Pandangannya beredar sembari meng-absen murid-murid yang datang pagi itu. Satu per satu namanya beliau beri tanda ceklis untuk yang datang hari ini, dan hanya di kosongkan untuk yang tidak hadir.

"Nathalia Bulan Sabilla?" panggil Bu Retno memandang ke seluruh penjuru kelas setelah membaca nama Alia di kertas absensi yang beliau pegang. Mata beliau meneliti kembali untuk mencari keberadaan Alia. Namun nihil, sama sekali tak mendapatkannya.

Seluruh murid saling beredar pandang. Mereka pun tidak tau keberadaan Alia dimana. Cika berdiri dari duduknya. "Alia bolos bersama Kak Angga, Bu."

Sontak seisi kelas menoleh ke arah sumber suara. Tak terkecuali Hana. Hana mengerutkan dahinya. Ia pun juga berdiri, yang membuat seluruh murid di kelas itu mengalihkan pandangannya dari Cika ke arah Hana. "Alia sakit, Bu." Hana berusaha membela temannya itu. Ia tentu tidak ingin temannya masuk ke ruang BK besok pagi. Padahal, jelas sangat terlihat luka yang ada di sudut bibir Alia.

Cika menatap Hana kemudian berkata, "Bohong! Dia nggak sakit." Hana tau, ia pasti akan kalah jika berhadapan dengan gadis itu.
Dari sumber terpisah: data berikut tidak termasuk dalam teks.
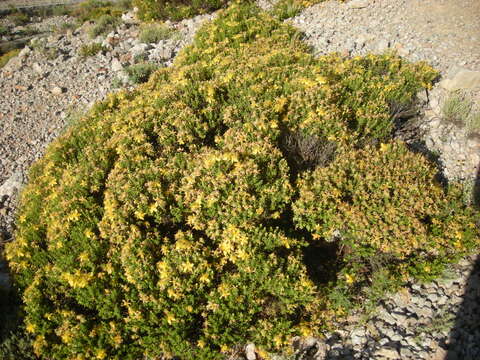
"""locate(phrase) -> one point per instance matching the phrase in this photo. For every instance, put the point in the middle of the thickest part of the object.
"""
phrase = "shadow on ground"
(465, 335)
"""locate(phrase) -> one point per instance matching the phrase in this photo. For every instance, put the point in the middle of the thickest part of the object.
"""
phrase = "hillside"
(44, 91)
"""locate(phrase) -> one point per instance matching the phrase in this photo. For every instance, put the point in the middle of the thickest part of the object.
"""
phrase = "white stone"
(57, 90)
(387, 353)
(358, 4)
(464, 79)
(116, 65)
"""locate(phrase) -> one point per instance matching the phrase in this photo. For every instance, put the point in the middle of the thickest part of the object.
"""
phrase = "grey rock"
(25, 52)
(12, 184)
(57, 90)
(387, 353)
(37, 68)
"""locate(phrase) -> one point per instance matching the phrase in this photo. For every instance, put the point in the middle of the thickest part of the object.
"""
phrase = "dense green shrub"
(176, 9)
(173, 219)
(358, 201)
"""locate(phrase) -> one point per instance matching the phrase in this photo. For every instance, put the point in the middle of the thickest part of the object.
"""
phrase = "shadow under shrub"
(176, 9)
(160, 223)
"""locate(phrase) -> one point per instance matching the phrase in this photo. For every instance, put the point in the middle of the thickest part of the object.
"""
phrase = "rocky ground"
(42, 91)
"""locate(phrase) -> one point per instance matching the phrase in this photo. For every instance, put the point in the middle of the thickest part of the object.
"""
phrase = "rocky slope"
(43, 90)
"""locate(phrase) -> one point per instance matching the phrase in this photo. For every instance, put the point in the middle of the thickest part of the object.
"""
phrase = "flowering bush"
(174, 219)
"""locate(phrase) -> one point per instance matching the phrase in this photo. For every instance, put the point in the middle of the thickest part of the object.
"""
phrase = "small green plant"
(140, 73)
(5, 58)
(67, 26)
(41, 46)
(103, 25)
(93, 10)
(19, 18)
(473, 123)
(3, 30)
(92, 49)
(285, 9)
(117, 83)
(153, 33)
(456, 109)
(459, 109)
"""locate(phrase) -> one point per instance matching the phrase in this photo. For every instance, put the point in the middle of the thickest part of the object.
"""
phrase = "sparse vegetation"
(3, 30)
(40, 45)
(103, 25)
(458, 109)
(5, 58)
(91, 49)
(153, 33)
(139, 73)
(19, 18)
(284, 9)
(177, 9)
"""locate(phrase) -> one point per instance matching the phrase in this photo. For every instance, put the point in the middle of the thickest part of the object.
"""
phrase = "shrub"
(19, 18)
(91, 49)
(161, 223)
(459, 110)
(176, 9)
(3, 30)
(284, 9)
(93, 10)
(153, 33)
(5, 58)
(139, 73)
(359, 202)
(103, 25)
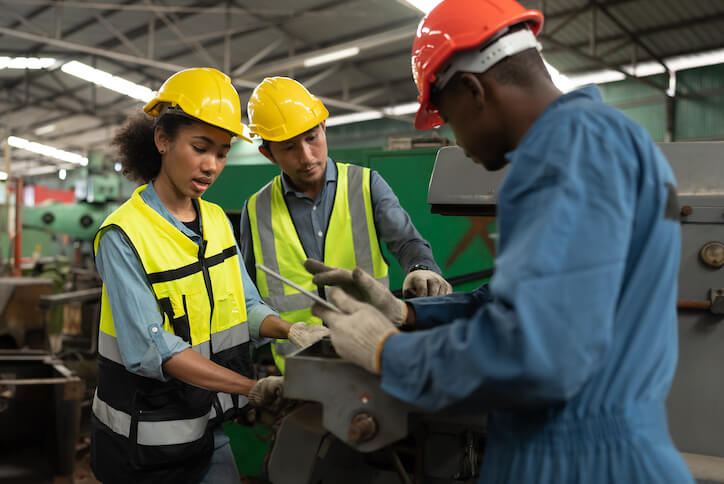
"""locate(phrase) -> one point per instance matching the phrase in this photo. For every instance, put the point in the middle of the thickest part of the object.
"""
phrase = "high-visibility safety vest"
(147, 430)
(351, 241)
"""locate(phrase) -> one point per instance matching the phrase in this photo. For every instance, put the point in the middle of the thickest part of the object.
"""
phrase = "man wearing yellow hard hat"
(178, 310)
(321, 209)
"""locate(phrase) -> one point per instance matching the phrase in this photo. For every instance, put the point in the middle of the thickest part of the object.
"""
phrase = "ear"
(471, 85)
(161, 140)
(267, 154)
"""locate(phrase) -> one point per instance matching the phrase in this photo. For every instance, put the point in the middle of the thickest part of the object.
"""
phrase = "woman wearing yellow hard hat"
(178, 309)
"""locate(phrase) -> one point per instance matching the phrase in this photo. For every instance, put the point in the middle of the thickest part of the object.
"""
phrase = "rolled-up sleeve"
(395, 228)
(143, 343)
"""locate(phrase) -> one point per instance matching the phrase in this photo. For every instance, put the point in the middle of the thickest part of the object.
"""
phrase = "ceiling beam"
(170, 21)
(74, 47)
(631, 35)
(660, 29)
(603, 63)
(118, 34)
(367, 42)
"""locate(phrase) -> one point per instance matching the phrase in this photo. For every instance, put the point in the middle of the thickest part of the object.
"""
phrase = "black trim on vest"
(193, 268)
(181, 325)
(227, 253)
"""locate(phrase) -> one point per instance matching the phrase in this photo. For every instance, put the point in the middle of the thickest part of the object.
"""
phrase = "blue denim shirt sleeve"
(395, 228)
(134, 309)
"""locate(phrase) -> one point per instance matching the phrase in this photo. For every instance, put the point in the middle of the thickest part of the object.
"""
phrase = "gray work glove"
(268, 393)
(361, 286)
(303, 335)
(423, 283)
(359, 332)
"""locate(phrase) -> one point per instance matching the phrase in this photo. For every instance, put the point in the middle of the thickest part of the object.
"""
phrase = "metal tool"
(299, 288)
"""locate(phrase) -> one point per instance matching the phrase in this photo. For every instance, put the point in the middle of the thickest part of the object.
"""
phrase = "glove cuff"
(380, 345)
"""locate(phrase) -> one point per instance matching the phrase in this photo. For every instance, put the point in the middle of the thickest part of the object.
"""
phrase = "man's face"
(302, 158)
(476, 129)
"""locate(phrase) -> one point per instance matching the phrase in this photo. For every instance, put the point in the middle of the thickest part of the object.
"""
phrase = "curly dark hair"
(136, 148)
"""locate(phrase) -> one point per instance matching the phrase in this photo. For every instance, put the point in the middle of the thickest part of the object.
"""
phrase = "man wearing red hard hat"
(572, 345)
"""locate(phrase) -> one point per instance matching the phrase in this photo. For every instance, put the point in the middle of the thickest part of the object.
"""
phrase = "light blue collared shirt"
(311, 219)
(134, 308)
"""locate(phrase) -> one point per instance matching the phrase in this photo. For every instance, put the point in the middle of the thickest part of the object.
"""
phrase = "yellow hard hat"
(203, 93)
(281, 108)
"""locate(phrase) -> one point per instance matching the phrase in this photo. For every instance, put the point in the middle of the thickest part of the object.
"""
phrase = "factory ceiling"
(146, 41)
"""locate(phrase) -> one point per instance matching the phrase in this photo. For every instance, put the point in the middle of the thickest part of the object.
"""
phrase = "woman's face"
(193, 159)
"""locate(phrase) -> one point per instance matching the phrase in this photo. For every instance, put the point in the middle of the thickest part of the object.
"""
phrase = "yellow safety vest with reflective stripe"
(200, 296)
(351, 241)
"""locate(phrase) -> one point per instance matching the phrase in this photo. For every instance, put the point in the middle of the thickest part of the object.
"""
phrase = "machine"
(354, 432)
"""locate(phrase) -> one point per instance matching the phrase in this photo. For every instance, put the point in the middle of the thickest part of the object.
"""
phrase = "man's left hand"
(423, 283)
(358, 332)
(303, 335)
(268, 393)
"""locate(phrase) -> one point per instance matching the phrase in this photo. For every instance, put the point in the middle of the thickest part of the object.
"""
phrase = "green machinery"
(47, 225)
(461, 245)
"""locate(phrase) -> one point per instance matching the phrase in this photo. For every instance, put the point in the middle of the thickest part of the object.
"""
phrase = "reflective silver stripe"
(358, 215)
(229, 338)
(108, 347)
(117, 421)
(170, 432)
(268, 246)
(360, 237)
(204, 349)
(284, 347)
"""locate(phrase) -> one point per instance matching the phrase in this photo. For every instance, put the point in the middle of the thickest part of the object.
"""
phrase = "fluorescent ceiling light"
(398, 110)
(46, 150)
(332, 56)
(353, 117)
(107, 80)
(422, 5)
(402, 109)
(642, 69)
(26, 62)
(48, 128)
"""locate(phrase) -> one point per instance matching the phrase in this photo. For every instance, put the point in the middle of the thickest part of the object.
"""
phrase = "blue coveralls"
(573, 344)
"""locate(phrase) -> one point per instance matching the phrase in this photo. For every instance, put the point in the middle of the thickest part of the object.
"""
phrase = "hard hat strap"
(480, 59)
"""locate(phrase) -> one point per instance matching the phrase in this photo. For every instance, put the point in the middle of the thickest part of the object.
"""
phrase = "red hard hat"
(456, 25)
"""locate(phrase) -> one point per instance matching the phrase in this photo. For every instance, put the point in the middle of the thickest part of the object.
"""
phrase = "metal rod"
(18, 249)
(687, 304)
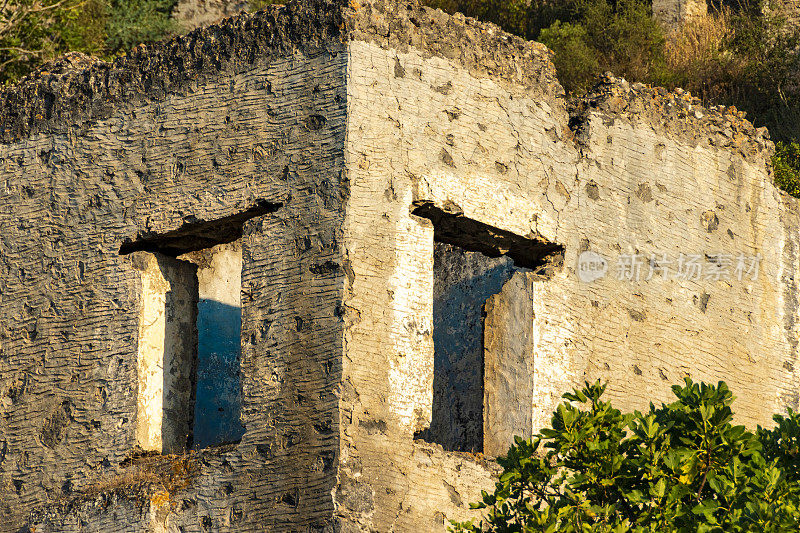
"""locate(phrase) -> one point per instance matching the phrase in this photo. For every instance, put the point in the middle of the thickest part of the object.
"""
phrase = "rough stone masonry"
(391, 211)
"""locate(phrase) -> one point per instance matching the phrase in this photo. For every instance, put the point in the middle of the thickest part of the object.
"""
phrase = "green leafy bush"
(679, 467)
(786, 164)
(35, 31)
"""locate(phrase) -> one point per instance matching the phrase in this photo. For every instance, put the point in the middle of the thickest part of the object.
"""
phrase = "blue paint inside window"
(218, 399)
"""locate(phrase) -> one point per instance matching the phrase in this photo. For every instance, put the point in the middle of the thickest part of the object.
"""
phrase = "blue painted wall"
(218, 402)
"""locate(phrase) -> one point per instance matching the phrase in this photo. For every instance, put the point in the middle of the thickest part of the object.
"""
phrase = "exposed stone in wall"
(123, 159)
(323, 128)
(509, 363)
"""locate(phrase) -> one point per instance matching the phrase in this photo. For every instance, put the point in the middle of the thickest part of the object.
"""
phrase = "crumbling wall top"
(72, 91)
(676, 113)
(77, 89)
(481, 47)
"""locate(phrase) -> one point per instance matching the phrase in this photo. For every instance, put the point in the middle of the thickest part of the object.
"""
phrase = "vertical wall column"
(508, 357)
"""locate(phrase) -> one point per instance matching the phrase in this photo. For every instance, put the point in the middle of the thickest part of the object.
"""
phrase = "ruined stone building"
(310, 269)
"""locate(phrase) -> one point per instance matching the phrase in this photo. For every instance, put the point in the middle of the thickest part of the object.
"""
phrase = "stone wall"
(341, 142)
(156, 149)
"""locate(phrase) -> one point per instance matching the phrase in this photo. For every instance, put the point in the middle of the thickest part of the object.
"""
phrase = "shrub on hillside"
(35, 31)
(786, 165)
(678, 467)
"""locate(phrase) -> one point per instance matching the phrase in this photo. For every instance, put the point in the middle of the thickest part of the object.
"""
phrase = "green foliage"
(131, 22)
(255, 5)
(35, 31)
(621, 37)
(786, 164)
(679, 467)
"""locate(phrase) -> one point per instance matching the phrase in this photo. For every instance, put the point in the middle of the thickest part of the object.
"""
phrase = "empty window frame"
(473, 264)
(188, 355)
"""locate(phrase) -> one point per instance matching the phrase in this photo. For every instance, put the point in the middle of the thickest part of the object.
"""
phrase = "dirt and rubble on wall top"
(676, 112)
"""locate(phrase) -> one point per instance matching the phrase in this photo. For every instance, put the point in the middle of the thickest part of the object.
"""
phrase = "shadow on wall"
(218, 399)
(463, 281)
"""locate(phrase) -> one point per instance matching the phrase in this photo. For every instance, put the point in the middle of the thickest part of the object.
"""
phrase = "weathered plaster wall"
(423, 127)
(643, 171)
(509, 364)
(347, 117)
(79, 181)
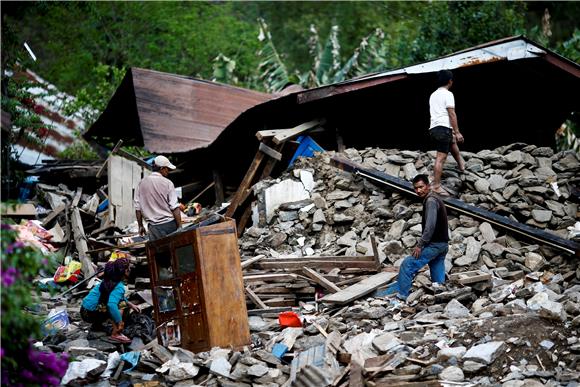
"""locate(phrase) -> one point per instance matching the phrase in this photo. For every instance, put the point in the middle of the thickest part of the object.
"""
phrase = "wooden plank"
(25, 210)
(541, 236)
(270, 152)
(255, 299)
(221, 274)
(219, 187)
(270, 277)
(401, 381)
(246, 215)
(323, 258)
(257, 312)
(106, 163)
(249, 262)
(245, 184)
(81, 243)
(56, 212)
(264, 134)
(300, 129)
(135, 159)
(356, 378)
(279, 264)
(469, 277)
(319, 279)
(375, 363)
(360, 289)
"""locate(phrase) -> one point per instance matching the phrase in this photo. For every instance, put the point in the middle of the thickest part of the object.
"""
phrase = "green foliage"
(223, 70)
(175, 37)
(24, 112)
(272, 70)
(571, 47)
(446, 27)
(22, 364)
(91, 101)
(79, 150)
(567, 137)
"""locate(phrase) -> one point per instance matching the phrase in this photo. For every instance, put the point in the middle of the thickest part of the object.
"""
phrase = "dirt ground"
(523, 335)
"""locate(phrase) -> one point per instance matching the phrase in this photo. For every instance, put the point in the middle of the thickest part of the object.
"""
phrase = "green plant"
(22, 363)
(327, 66)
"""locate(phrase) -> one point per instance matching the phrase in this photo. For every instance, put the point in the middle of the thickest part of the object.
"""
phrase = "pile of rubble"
(514, 322)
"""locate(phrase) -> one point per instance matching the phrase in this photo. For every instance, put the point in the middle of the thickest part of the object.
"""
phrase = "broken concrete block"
(534, 261)
(221, 367)
(447, 353)
(485, 353)
(257, 370)
(549, 309)
(487, 232)
(385, 342)
(542, 216)
(452, 373)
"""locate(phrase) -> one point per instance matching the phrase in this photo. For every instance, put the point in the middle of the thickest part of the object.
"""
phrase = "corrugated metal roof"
(168, 113)
(60, 132)
(507, 49)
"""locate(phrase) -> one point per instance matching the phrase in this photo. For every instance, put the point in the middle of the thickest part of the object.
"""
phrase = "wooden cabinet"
(198, 289)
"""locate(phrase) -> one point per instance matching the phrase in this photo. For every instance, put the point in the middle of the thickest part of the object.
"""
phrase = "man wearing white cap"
(156, 201)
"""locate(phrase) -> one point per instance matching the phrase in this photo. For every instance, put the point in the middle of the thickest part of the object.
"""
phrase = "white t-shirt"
(440, 100)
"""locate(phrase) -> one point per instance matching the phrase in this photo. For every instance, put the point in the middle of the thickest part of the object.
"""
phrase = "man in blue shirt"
(431, 248)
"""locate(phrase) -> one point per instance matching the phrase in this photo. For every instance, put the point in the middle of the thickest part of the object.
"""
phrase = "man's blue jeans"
(433, 255)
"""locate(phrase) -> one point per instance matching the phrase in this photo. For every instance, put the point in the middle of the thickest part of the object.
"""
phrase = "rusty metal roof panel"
(171, 113)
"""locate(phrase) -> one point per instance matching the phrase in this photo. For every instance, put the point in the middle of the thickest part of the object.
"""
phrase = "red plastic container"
(289, 319)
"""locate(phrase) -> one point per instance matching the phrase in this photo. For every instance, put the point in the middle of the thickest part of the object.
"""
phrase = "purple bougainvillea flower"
(9, 276)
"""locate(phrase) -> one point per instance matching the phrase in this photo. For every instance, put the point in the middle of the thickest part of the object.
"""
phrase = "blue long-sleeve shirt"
(91, 301)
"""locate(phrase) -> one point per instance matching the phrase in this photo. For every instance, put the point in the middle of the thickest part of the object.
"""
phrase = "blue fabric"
(132, 358)
(91, 301)
(306, 148)
(433, 255)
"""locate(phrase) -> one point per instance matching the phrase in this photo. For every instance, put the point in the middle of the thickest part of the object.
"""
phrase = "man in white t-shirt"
(443, 128)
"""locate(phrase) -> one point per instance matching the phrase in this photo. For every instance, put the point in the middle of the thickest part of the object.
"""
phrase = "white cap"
(162, 161)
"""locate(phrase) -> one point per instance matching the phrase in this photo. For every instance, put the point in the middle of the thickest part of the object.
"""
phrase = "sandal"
(120, 338)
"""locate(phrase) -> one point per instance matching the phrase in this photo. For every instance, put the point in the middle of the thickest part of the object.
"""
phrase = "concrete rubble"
(518, 327)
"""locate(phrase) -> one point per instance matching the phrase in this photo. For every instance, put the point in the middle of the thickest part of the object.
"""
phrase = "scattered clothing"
(156, 199)
(440, 100)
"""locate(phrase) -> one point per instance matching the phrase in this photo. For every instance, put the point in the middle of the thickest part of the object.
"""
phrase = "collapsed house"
(320, 238)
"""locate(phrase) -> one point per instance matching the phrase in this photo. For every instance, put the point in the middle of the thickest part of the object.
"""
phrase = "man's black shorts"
(442, 138)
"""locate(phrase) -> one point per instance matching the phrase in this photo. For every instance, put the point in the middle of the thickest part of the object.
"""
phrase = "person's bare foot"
(439, 190)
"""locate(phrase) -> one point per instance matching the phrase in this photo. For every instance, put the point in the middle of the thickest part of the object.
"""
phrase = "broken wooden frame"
(271, 145)
(404, 186)
(469, 277)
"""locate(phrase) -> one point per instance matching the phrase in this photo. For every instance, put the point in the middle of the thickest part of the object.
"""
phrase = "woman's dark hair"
(443, 77)
(114, 273)
(423, 178)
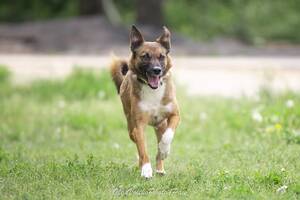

Bu Retno menundukkan kepalanya dan menuliskan tanda 'B' di sebelah nama Alia. "Sudah, sudah. Besok biar Bu Retno panggil Alia dan Angga." Bu Retno berjalan menuju meja guru dan menaruh kertas absensi di atas meja. "Kalian, silahkan duduk!" perintah Bu Retno kepada Hana dan Cika yang sesekali masih saling melontarkan tatapan sinis.

Tentu saja, Cika sangat senang jika Alia akan masuk Badan Konseling. Dirinya merasa menang untuk saat ini. Tersenyum penuh kemenangan, itulah yang dilakukan oleh Cika di sepanjang pelajaran. 

∆∆∆

Alia mendongakkan sedikit kepalanya untuk menatap Angga. "Jadi, apa alasan kita untuk bolos hari ini?" tanya Alia yang sedikit penasaran.

Angga menoleh ke arah Alia, "Nggak ada apa-apa. Gue cuma ingin jalan berdua," ucap Angga santai tanpa beban. Rasanya senang sekali bisa mengelabui Alia untuk membolos bersamanya.

Alia terkejut, "Kalau aku tau alasan kamu nggak masuk akal gini, ya lebih baik aku ikut pelajaran tadi!" protes Alia. Kesal rasanya ketika Angga hanya mempermainkan Alia. Tangannya mengeram keras di ujung tasnya yang berwarna hijau tosca.

"Silahkan saja jika mau masuk kembali."

Alia menatap gerbang itu. Nyalinya menciut. Ia tau jika kembali masuk ke sekolah itu akan berujung maut. Tapi jika tidak, ia akan berjalan bersama lelaki itu. Mau tidak mau, Alia harus menuruti Angga saat ini. Lagian, Angga juga bukan monster jahat.

"Alia, lo sadar nggak sih?"

Alia menaikkan alisnya tanda tak tahu.

"Lo sudah di tindas. Gue nggak pernah membenarkan perilaku Cika. Tapi gue sendiri nggak bisa nyegah."

"Kenapa?"

"Cika murid kepercayaan guru. Rumornya, Cika adalah anak angkat kepala sekolah. Jadi, tau sendiri dia diperlakukan bagaimana,

"Besok, kita akan dipanggil. Gue, dan lo, akan masuk BK bersama karena hari ini bolos sekolah. Biar lo nggak sendiri juga. Kalau nggak pakai cara gini, lo akan terus ditindas. Percaya sama gue. Dengan kita ngelakuin ini, Cika akan merasa puas atas apa yang dia perbuat," lanjut Angga.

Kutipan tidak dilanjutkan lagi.